It’s almost something of a cliché to point out the life lessons of golf. Many authors have focused on the values of integrity, honesty, fortitude, patience, and many other significant virtues that the game fosters or reveals in people.
I’ve given a great deal of thought to the psychological and spiritual aspects of golf and have compiled my thoughts in the manuscript (Swing Like You Don’t Care: 54 Golf Axioms, Maxims, and Metaphors).
When I, like 27 million others in the United States, developed an interest in golf a few years ago, a fellow psychologist asked me if I was applying my mindfulness training to help other golfers. “What a great idea,” I thought! I had been applying mindfulness to the development of my own golf game, but had not yet stepped out to teach others. Shortly thereafter, I started teaching golf clinics on “mind fitness” for golfers.
While applying mindfulness to golf (or any activity for that matter) makes obvious sense, seeing how golf can foster mindfulness may not be so obvious. As I’ve discovered over the years, the relationship is a two-way street. I use mindfulness to improve my golf game and my golf game “uses” me so that I’m more mindful (or not, as the case sometimes is). In fact, I’d go as far as saying that golfing can be a bona fide spiritual path.
OK, you’ll probably want me to back that last statement up a bit, so here goes. Of course we could spend the next hundred years defining what a spiritual path is, so let’s agree to use this working definition: A spiritual path is a set of attitudes and practices designed to foster self-knowledge, growth, and goodness. A spiritual path should bring us into a state of attunement and coherence with ourselves and the world we are inextricably a part of.

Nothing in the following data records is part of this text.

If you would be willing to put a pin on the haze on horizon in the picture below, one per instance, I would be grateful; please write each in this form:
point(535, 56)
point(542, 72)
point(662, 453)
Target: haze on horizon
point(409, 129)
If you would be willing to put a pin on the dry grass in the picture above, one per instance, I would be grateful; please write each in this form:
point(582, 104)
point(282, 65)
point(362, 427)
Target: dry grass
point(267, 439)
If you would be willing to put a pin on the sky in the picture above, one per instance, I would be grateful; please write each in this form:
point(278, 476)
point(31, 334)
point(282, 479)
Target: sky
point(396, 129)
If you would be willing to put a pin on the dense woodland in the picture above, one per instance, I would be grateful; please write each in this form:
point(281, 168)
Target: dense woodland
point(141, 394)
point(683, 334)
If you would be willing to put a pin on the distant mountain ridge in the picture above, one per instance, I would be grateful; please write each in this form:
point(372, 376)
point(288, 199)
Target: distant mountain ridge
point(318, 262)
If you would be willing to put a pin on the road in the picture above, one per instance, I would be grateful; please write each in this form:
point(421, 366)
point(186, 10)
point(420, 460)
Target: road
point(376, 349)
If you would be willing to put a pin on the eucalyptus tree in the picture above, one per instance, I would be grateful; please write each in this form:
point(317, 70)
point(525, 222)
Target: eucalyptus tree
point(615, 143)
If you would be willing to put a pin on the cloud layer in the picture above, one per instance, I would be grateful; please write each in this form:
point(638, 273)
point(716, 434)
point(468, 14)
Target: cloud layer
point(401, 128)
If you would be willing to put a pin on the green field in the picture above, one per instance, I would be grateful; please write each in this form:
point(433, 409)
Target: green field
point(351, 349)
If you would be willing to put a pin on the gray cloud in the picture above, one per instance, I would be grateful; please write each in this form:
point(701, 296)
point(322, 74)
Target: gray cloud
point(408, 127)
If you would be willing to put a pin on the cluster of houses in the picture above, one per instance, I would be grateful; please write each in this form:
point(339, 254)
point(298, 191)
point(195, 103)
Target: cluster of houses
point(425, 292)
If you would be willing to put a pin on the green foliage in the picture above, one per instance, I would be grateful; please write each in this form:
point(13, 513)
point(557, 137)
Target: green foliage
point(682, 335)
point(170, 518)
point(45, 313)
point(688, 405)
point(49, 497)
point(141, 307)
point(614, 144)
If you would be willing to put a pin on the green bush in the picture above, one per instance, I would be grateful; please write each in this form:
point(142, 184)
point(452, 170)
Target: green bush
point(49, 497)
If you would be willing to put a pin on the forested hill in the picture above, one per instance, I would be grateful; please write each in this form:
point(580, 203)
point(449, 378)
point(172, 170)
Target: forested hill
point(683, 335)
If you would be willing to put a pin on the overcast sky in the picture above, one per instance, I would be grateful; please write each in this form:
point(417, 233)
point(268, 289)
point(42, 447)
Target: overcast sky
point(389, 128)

How is golfing a spiritual path? Golf is a challenging game. While the professionals on television make it look exceedingly easy sometimes, it is an extraordinarily difficult undertaking. It requires concentration of mind and coordination of body. It can be the ultimate test of mind-body integration because any variance (that is distraction, misalignments, etc.) will produce demonstrably poor results.
For me, golf provides an opportunity to be fully present and engaged in my life in the moment. I can do this outside too in a sea of green shades, wildlife, and waterways (I won’t comment on the environmental impact of golf here, but may in a future entry). Golf demands that I be awake and provides consequences when I am not. The difficulty of playing golf shows me all the places where I am still attached and still in need of spiritual growth. Watching the Masters yesterday was a vivid reminder of golf’s excitement and potential as a path of transformation.
If golf had been around 2500 years ago, I’m sure Siddhartha (the future Buddha) would have played the game and would have played well. Yesterday as the world watched South African, Charl Schwartzel close the Masters birdie-birdie-birdie-birdie, they were witness buddhanature in action. He was fully engaged in the moment, fully attuned with mind and body, and producing incredible results.